In the second round of ergonomics efforts, we've taken a different approach - more similar to e.g. Visual Studio, where
only functionality relevant to the current context is enabled. Together with Jarda's team, we've identified key UI
entry-points, which enable certain functionality, and prioritized them.
What this issue is essentially about is whether options should be one of these UI entry-points.
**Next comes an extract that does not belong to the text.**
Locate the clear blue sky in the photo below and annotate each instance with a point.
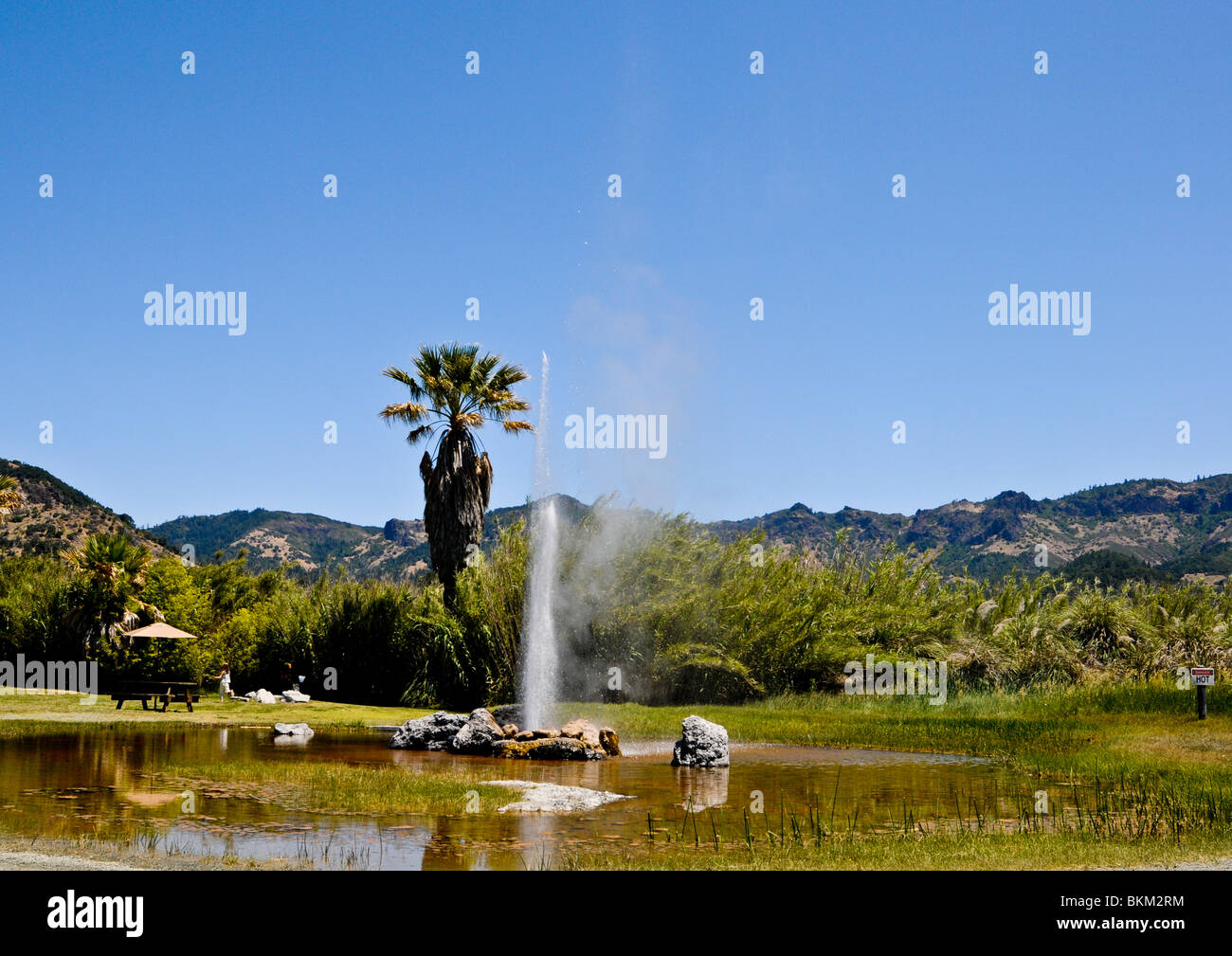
(734, 186)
Of course having them as
an entry point is nice-to-have and won't hurt anyone, but I understand the discussion here as whether it affects
significant number of users to be worth spending implementation effort on it.
I have no strong opinion about this, but I tend to think "no", for the following reasons:
1) In typical-user scenario, this problem will not be experienced as maven functionality would be enabled when the
userdir is imported.
2) Users expect things to work well out-of-the-box. Configuration should not be needed for majority of users and is
typically accessed when something does not work as expected. At this point all maven functionality is enabled as the
project is open.
So this issue can be encountered by (I'm aware of certain level of simplification):
A) Users who are instructed to configure something AND at the same time are new to netbeans (~did not import their
userdir) AND did download one of the distributions with FoD. Quite easy to handle in tutorials, out-of-our control in
other minor cases.
B) Users who know their tool well, have special needs, know that they need to setup the tool to support them (and also
know how/where to do that) AND are new to NetBeans, i.e. have not a userdir from the previous version. Does not sound
like very likely combination.
Both A and B are rare combinations (despite that most of us probably belong to group B - but we're not the ones the IDE
is designed for).
I'm not saying this won't affect anyone. I'm just saying is that it will probably affect *very few* people and we should
consider the benefit/cost ratio. This really is not a common use-case. IMHO not worth it.
It could be made even less likely (but not entirely eliminated) by disabling options until a first NB bundle is enabled.
Thanks Ondra for your assessment. Configuration shall not be an entry point (for majority of users). I am keeping this
issue open, but for the near future we rather concentrate on making the IDE work and work out of the box rather than
creating this additional entry point.